“You asked me point-blank what I meant by ‘Ironskin or no.’ My ever-blunt Jane! And also you wondered if my fine friends care nothing for the war, think little of it, &c. I assure you it is true, and I am only reporting to you what I see around me. I try to be as cynical as the next woman about the malingerers who yet line our hospitals, and I try to accept it when my bosom friend Gertrude steers us clear of a begging ironskin in the street. I know she knows of you and has only pity for me, but I don’t think she understands what it means, and how that iron leg she reviles is at least the common decency of that poor boy to cover up a horrible curse. And yet she thinks he should go one step farther, and shut himself up so he is not seen at all.
“They all think that, Jane, and so I wonder what would happen if you came to live with me as I previously begged you to do. I suppose we should become social pariahs after all. That is not something I thought a month ago at the wedding, but I do believe that the society here gets more and more rarefied each day, as all these fine ladies and gentlemen try to hide anything that reminds them of the war far, far away, and move on with their lives. I do not believe they can conceive of what it was like to be in the country—the women, I mean.
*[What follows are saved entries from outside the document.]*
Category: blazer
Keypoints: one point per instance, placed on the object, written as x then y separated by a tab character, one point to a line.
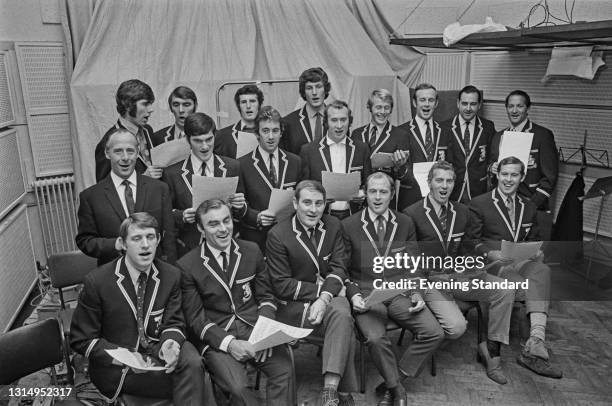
103	164
470	166
299	271
542	168
101	214
178	178
362	247
218	304
489	222
316	159
105	318
254	172
297	131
The men who had to fight understand it well enough, though I am rather shocked at the number of men who paid a poor servant to take their place in the war. Alistair would call that na?ve of me, and of course I understand that some lives are simply more important—their loss would make a greater impact, tear a bigger hole in the silk of society. And I knew full well when I married him that even my darling Alistair avoided the war, and I am glad of it.
“And yet … I am not certain it seems right. Sometimes I think, would Jane approve of this? I can hear your sharp tongue decrying it even as I write.
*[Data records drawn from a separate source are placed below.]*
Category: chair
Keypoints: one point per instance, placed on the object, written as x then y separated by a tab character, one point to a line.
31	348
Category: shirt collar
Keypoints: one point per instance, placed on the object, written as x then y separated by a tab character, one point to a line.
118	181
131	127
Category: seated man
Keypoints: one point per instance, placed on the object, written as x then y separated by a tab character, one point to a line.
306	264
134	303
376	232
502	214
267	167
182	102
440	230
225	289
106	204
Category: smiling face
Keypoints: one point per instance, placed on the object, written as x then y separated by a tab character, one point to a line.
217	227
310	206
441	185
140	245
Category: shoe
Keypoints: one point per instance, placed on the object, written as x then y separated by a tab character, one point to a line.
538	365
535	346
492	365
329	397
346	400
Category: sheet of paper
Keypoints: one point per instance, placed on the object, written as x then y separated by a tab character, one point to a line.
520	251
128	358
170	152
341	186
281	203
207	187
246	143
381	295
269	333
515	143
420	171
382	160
“By the time you read this I shall be past caring what others think of me. My Alistair has introduced me to a very surprising secret—a secret which you would no doubt be shocked to hear! Very soon those ‘fine ladies’ will be forced to treat me as one of their own, and their malicious tongues shall be well-stopped. Or rather, I shall be proof against anything said.
“Now you must come, for with this new capital I shall be able to champion even you. No doubt I shall hardly have time to see you between invitations, and yet I will, I must.… Do come.
“Your loving sister, Helen.”
Worry, empathy, irritation, all snaked through Jane’s core and made heavy her heart. She folded up the letter and slipped it into the bottom of her trunk.
*
“We’ll play a game,” said Jane. She was sitting across the room from Dorie, keeping a watchful eye for any uncharacteristic signs of anger. She was also still thinking of herself as a calm pool of water, because if nothing else, it reminded her not to let her temper carry her from normal-cursed Jane into orange-tongues-of-fire Jane. It seemed as though the imagery was helping with Dorie—the girl was not reacting to Jane’s anger the way Cook had been. Although that could be due to Dorie’s strange fey talent. It was so hard to tell.
“I like games,” said Dorie. She was speaking more this week, Jane noticed, answering with short sentences rather than nods and shakes of the head. Jane wondered if it was increased confidence, or comfort, or merely practice in listening to people hold conversations—maybe the chattering party guests were good for something after all.
“I’m going to throw a ball at you,” Jane said. “I want you to bat it away from you, just using your fey talent. Shall we give it a go?” In her mind this “game” was defense, but she wasn’t about to explain that to Dorie.
Dorie nodded, then remembered her voice and added: “Yes, please.”
Jane scrunched a cloth napkin into a ball and wrapped it with a length of string. She tossed it across the room toward Dorie’s lap, where it fell on her knee, bounced, and rolled away.
Dorie examined where the ball had come to a halt, then hefted it into the air. It glowed a faint blue. She let go, and it fell to the floor again.
“Now try doing that quicker,” said Jane. “When I throw the ball, grab it from the air.” She retrieved the balled-up napkin, tossed it again, and again Dorie missed it.
“Again,” Jane said. “Lash out at it.”
Dorie tried to obey, but what she seized was her Mother doll that lay on the bed, near the arc of the napkin ball. Glowing blue with streaks of orange, the doll slipped off the bed and thumped to the floor.
It was either a problem of dexterity or a problem of being out of practice. Or both. Just as catching a ball with your hands was a learned skill, so was catching a napkin with your mind. Dorie had built towers the first week Jane was there, before she got the tar, but that was a process of raising each piece and stacking it. Jane was certain Dorie could do this—but it was different.